Harvard, QuEra, MIT, and NIST/University of Maryland are ushering in a new era of quantum computing by running complex quantum algorithms on 48 error-correcting logical qubits.
The leading developer of quantum computers using neutral atoms, QuEra Computing, announced significant research progress and presented the results in the scientific journal Nature. In experiments conducted by Harvard University in close collaboration with QuEra Computing, MIT, and NIST/UMD, researchers successfully implemented large-scale algorithms on a quantum computer with 48 logical qubits and hundreds of interconnected logical operations. This significant breakthrough in quantum computing marked the beginning of the development of truly scalable and error-tolerant quantum computers capable of solving virtually intractable problems of a classical nature.

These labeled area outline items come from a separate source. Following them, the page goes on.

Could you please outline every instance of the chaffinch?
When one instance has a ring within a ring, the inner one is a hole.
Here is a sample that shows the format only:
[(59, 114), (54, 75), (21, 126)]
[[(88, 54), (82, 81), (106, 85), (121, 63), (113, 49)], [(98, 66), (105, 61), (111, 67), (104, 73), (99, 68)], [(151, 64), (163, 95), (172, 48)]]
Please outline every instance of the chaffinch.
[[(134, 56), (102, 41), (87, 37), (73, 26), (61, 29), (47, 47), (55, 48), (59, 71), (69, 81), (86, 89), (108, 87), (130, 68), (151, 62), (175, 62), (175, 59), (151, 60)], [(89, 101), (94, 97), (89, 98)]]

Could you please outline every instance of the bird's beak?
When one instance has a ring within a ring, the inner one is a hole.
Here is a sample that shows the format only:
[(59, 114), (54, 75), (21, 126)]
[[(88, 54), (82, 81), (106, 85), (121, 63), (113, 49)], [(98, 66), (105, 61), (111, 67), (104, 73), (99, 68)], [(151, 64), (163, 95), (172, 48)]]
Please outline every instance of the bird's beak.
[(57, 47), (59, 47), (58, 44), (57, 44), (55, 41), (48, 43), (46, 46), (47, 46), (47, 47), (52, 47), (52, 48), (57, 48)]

Error suppression is a key challenge for achieving efficient quantum computing, requiring the use of quantum error correction for processing at scale. However, the redundancy in the implementation of error-corrected “logical” qubits, where information is encoded through many physical qubits to ensure reliability, poses significant challenges for scientists and researchers in creating quantum computing at scale.
Previous demonstrations of error correction have shown one, two, or three logical qubits. This new work demonstrates quantum error correction in 48 logical qubits, improving computational stability and reliability while solving the error problem.
By leveraging logic-level control and using zoned architecture in programmable arrays of neutral atoms, the researchers combined high-fidelity two-qubit gates, random interconnection, and fully programmable single-qubit rotations and mid-chain readout. In running this logic processor with different types of encoding, they demonstrated the improvement of two-qubit logic gates by increasing the surface code distance, preparing color code qubits with lossless fidelity, fault-free generation of GHZ logic states and teleportation of interconnected entanglement, and operation of 40 color code qubits. Using 3D code blocks, they implemented computationally complex sampling circuits with 48 logical qubits connected to a hypercube connectivity with 228 logical two-qubit gates and 48 logical CCZ gates.
The researchers found that this logical encoding significantly improves algorithmic error-detection performance, outperforming the reliability of physical qubits in both the cross-entropy benchmark and quantum fast entanglement simulations. These results mark the beginning of the era of early error-corrected quantum computing and point the way to large-scale logic processors.
The achievement of fault-tolerant 48 logical qubits is an important milestone in the field of quantum computing. This breakthrough not only accelerates the adoption of practical quantum applications, but also opens up new possibilities for solving problems that were previously considered intractable using traditional computing methods. This is a game changer and significantly increases the commercial relevance of quantum computing. The researchers suggest that enterprises and businesses in various sectors should pay attention to this study as the race for quantum advantage has now gained significant momentum.
If subsequent experiments are as successful, we may soon have scalable, fault-tolerant quantum computing that could solve some of the world’s most challenging problems.
The future of quantum technology is already here!